Vwouush, vwouush, vwouush…
Une pluie dense de flèches s'abattit du ciel.
En un instant, tous — qu'il s'agisse des épéistes rapides qui avaient monté leurs chevaux ou des voyageurs fuyant dans toutes les directions — furent abattus par les flèches. L'épéiste le plus rapide, qui avait franchi le mur bas de l'auberge à cheval, n'alla pas loin avant qu'une flèche d'arbalète acérée ne tombe d'en haut, le clouant, lui et son cheval, au sol.
La froide Garde Céleste se divisa en deux groupes, encerclant la simple auberse tout en tirant. De pointues flèches d'arbalète pleuvaient sur la petite auberge comme de la grêle. Elles transperçaient les tuiles, se fichetaient en biais dans les portes, traversaient couettes et lits pour clouer les voyageurs terrifiés cachés sous les lits, et traversaient même les murs, transformant ceux qui se croyaient à l'abri derrière eux en coussins à épingles humains !

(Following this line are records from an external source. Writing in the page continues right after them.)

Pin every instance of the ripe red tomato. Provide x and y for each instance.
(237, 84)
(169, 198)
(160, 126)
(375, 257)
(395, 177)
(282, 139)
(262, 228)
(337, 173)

La Garde Céleste, surgissant soudain des ténèbres, attaquait sans relâche ni questions. Elle tirait pour tuer chaque personne dans l'auberge, ne laissant aucun survivant.
Bientôt, les cris et les pleurs dans l'auberge se firent plus rares. L'aubergiste, les serveurs et les autres gisaient tous dans des mares de sang. Un épéiste au Royaume Mortel Avancé esquiva plusieurs vagues de flèches et, comptant sur son habileté, enfila une armure lourde pour foncer dehors, espérant percer. Malheureusement, il n'avait fait que quelques pas quand une flèche perdue le frappa au cœur. Le puissant impact le projeta en arrière, le clouant au mur de terre de l'auberge.
Chaque garde céleste impitoyable et froid avait cultivé au moins jusqu'au Sommet du Royaume Mortel, certains atteignant même le Royaume d'Élite. Chaque flèche qu'ils tiraient frappait de terreur tous ceux qui la voyaient — vivants et morts !
« Passez aux flèches incendiaires ! Par ordre du Marquis, passez aux flèches incendiaires ! »
« Brûlez cette auberge ! Forcez cette sorcière à sortir, maintenant ! »
…
Après plusieurs salves de flèches, la Garde Céleste qui encerclait l'auberge cria en chœur. Certains allumèrent rapidement un brasier dans un espace dégagé. En galopant près des flammes, les cavaliers se penchèrent, trempant leurs flèches dans l'huile noire brûlante. Bientôt, alors que les flèches incendiaires pleuvaient, la simple auberge fut rapidement engloutie dans un océan de flammes.
« Sorcière ? »
Mu Feng leva un sourcil, utilisant son épée pour dévier une flèche d'arbalète qui arrivait sur lui. Il se protégeait soigneusement, ainsi que les points vitaux de Jing Wushuang, attendant calmement une opportunité. Entendant les paroles de la Garde Céleste à l'extérieur, il se remémora rapidement la mystérieuse Femme en noir.